Assassination commandos Dutch underworld ravage Spanish Costas
By JOHN VAN DEN HEUVEL AND MICK VAN WELY

24 Jan. 2022
in INTERIOR

The liquidation of the Utrecht citizen Ibrahim 'The Butcher' Buzhu (52) in Spain last week is a new chapter in a book full of violence around Dutch criminals on the Costas. They often stay there for the drug trade and they feel safe there, but they are far from that.

In the summer of 2018, a policeman collects bullets between bales of cocaine, after a sailing ship with 1500 kilos was intercepted in Cadiz.

In the quiet town of Chiclana de la Frontera, near the port city of Cadiz, a burned-out car containing the body of a man was found last Sunday. He appeared to have been shot in the head. Police sources in Spain speak of possible torture, after which Buzhu had to get on his knees and was executed.

The town plays a role in the liquidation process Eris around the biker gang Caloh Wagoh. The later key witness Tony de G. was arrested on October 13, 2017. He had fled the Netherlands after the murder of the Amsterdam criminal Jair Wessels, in which he participated.

The man who has now been liquidated there is Ibrahim 'The Butcher' Buzhu (52). A man who is best known as the person who first made a statement to the police in 2015 about the detained top criminal and Marengo chief suspect Ridouan Taghi, as well as his right-hand man and also detainee Saïd Razzouki. De Telegraaf revealed its contents at the time.

The group around Taghi was hunting for Buzhu, he told the detectives. He was always aware of the danger he continued to run. Was the dumping of Buzhu's body in Chiclana de la Frontera symbolic because Tony de G. was staying there? Who talks who goes?

Tension
Butcher was very aware of the dangers posed by his enemy Taghi. In recent years he led a nomadic life. He considered southern Spain to be safe because he knew his way around well. Wrongly, as it turned out on Thursday evening when the news of the liquidation reached the Utrecht underworld.

The last year of Buzhu's life was full of tension. In June, Spanish police seized a large consignment of drugs. Butcher was one of the owners and fled headlong to France. The stress of constantly having to look over the shoulder for police and criminal opponents resulted in heart problems. He moved to the Netherlands, where he had to be admitted to an Eindhoven hospital due to heart complaints.

Dutch assassination squad arrested in Spain

The Dutch-Moroccan Buzhu was traditionally a hashish trader and therefore mainly resided in Spain, which plays an important role in the trade in hashish from Morocco. Spain has been a popular base for Dutch criminals since the 1960s. Money is easy to launder in real estate, the country is strategically convenient for drug smuggling and has large ports for drug imports. In addition, it is simply a beautiful country with an excellent climate. It is not for nothing that criminals from all over the world do business there. Criminally 'vipping' under the sun.

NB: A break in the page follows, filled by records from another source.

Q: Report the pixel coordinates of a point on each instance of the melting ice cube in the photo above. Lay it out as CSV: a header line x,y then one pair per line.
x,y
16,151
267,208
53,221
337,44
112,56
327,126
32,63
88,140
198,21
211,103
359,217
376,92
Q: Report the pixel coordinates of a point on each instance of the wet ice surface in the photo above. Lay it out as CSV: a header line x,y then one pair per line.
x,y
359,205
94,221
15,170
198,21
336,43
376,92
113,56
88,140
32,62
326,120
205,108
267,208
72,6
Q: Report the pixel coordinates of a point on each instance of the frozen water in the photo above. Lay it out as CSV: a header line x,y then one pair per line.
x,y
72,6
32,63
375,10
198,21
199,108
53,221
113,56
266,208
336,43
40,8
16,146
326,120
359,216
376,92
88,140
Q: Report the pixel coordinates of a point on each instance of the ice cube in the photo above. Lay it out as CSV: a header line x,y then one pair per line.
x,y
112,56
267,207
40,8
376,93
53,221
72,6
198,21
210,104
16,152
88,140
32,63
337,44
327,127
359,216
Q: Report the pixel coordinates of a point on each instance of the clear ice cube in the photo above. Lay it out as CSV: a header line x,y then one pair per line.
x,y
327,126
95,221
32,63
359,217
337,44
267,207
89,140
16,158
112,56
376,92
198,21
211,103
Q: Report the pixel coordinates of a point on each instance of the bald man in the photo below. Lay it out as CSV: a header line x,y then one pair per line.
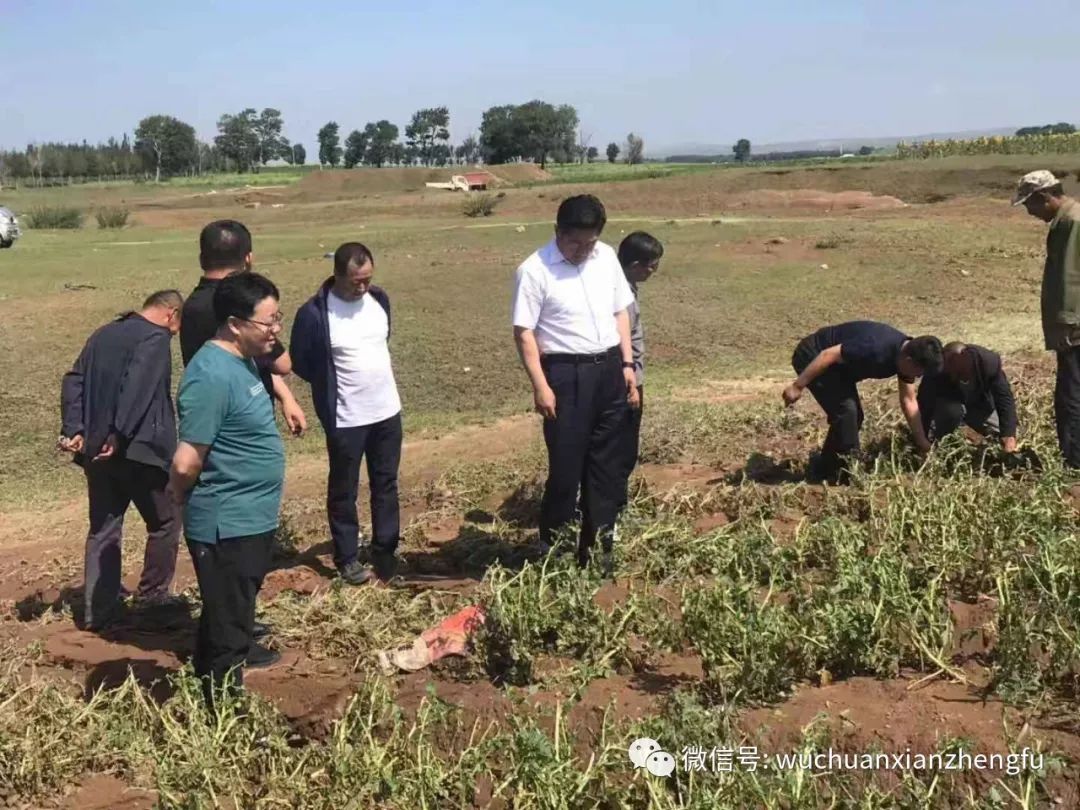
x,y
971,389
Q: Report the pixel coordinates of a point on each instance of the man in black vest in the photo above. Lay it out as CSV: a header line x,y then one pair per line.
x,y
340,346
971,389
834,360
119,422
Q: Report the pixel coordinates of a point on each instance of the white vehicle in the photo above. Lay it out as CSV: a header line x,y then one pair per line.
x,y
9,227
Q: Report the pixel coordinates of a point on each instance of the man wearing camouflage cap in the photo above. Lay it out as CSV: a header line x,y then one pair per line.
x,y
1042,196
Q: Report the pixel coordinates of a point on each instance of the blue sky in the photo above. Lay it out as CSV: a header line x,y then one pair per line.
x,y
674,71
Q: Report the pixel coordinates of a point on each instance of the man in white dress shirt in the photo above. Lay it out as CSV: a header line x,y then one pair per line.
x,y
340,346
572,333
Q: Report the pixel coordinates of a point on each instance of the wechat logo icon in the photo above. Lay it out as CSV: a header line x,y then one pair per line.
x,y
646,753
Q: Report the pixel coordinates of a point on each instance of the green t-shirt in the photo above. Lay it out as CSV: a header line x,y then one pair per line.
x,y
1061,280
224,404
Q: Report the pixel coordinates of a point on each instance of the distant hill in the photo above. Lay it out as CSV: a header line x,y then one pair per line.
x,y
850,144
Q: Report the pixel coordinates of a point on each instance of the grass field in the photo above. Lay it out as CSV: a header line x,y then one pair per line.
x,y
928,607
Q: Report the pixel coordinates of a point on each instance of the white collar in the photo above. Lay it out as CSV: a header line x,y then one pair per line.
x,y
554,256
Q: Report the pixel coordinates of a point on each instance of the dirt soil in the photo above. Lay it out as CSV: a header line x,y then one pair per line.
x,y
40,566
346,184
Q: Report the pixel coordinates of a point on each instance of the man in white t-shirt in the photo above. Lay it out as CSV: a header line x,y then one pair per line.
x,y
572,333
340,346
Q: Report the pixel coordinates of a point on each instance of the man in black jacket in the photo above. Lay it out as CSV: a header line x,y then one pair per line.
x,y
340,347
972,389
118,420
225,247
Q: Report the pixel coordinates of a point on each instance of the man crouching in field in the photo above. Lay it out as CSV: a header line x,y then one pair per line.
x,y
835,359
228,471
971,389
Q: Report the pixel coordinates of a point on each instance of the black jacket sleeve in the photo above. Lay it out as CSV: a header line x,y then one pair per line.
x,y
997,385
1004,403
71,403
149,364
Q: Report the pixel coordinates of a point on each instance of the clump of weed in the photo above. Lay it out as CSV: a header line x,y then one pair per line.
x,y
54,217
549,607
111,217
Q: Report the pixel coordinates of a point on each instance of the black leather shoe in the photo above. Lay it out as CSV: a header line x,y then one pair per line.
x,y
355,574
260,658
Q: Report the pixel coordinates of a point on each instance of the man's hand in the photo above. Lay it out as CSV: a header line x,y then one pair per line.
x,y
294,417
544,401
792,394
631,379
176,496
108,449
70,445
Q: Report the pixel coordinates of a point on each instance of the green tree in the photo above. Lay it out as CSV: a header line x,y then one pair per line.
x,y
498,138
381,139
329,149
355,147
271,144
469,151
238,138
429,127
167,145
541,129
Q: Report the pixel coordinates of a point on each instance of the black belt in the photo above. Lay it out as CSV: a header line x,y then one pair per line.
x,y
613,352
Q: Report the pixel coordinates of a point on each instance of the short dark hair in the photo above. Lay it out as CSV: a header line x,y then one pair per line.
x,y
224,244
164,298
642,247
351,254
926,352
238,295
581,213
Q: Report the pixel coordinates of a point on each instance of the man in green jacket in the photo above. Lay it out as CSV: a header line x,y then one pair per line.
x,y
1042,196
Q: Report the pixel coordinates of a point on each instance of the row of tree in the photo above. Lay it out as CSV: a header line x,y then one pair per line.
x,y
427,143
165,146
1060,129
536,131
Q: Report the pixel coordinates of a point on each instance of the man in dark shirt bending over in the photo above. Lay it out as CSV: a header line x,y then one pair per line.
x,y
972,389
225,247
835,359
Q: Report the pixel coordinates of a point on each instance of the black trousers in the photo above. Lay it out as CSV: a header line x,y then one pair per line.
x,y
944,406
112,485
230,575
381,445
586,449
1067,405
837,392
633,443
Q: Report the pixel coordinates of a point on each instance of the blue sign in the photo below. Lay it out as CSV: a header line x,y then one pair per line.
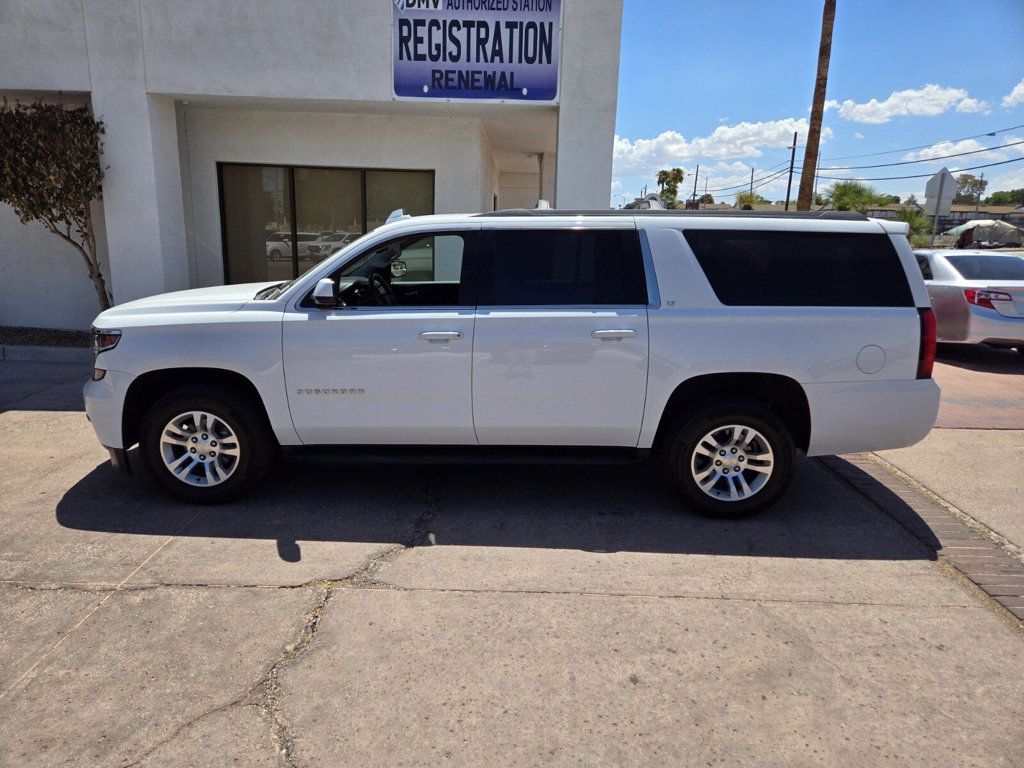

The Heineken kidnappers Willem Holleeder and Cor van Hout were frequent visitors, drug dealer Henk 'De Zwarte Cobra' R. was arrested in 2003 and murder broker and key witness Fred Ros of the liquidation process Passage was also on a campsite when he was caught. The 'coke broker' Naima Jillal, who disappeared in 2019, brought parties together from and in Spain for the smuggling of cocaine.

Motorcycle clubs
After roughly 2010, chapters of Dutch motorcycle clubs sprang up in Spain. No Surrender and Satudarah, among others, opened countless chapters, especially along the coast. And the mocro mafia also set foot in that era. Mainly using old smuggling routes and contacts from the hash trade. The contraband got whiter and whiter.

Cocaine is much more profitable. The liquidated Buzhu described this change in detail to the criminal investigation department in 2015.

With the introduction of coke came the violence. In 2013, the Haarlem criminal Frank 'Pancake' was riddled with bullets in front of his house in Marbella and a year later it was the turn of the Amsterdam cocaine giant Samir 'Sammy Scarface' Bouyakhrichan (34). Since then it has happened almost every year. Sometimes several times.

“Today we are more bothered by murder commandos, especially from the Netherlands, than from drug smuggling,” concludes Manuel González of the Guardia Civil in Cadiz. Shootings, kidnappings and underworld murders plague the Costas. This summer, another murder squad from the Netherlands was rounded up in Spain.

Manuel González: "More trouble with assassination squads."

According to Gonzáles, there is another reason for the presence of many criminals in Spain. "They can live here quite anonymously because so many Europeans have settled here." For example, criminals like to stay in the Urbanizacións: closed and secured residential areas where they can live fairly anonymously.

In October 2018 the Utrecht Hamza Ziani was liquidated in Torremolinos. Ziani, an explosives specialist, belonged to a camp that was at war with Ridouan Taghi. And now it was Buzhu's turn. Whether the murder actually stems from the feud with the group around Taghi remains to be seen. In the trade, nothing is what it seems and the enemies are many.


"The king is dead, long live the king!"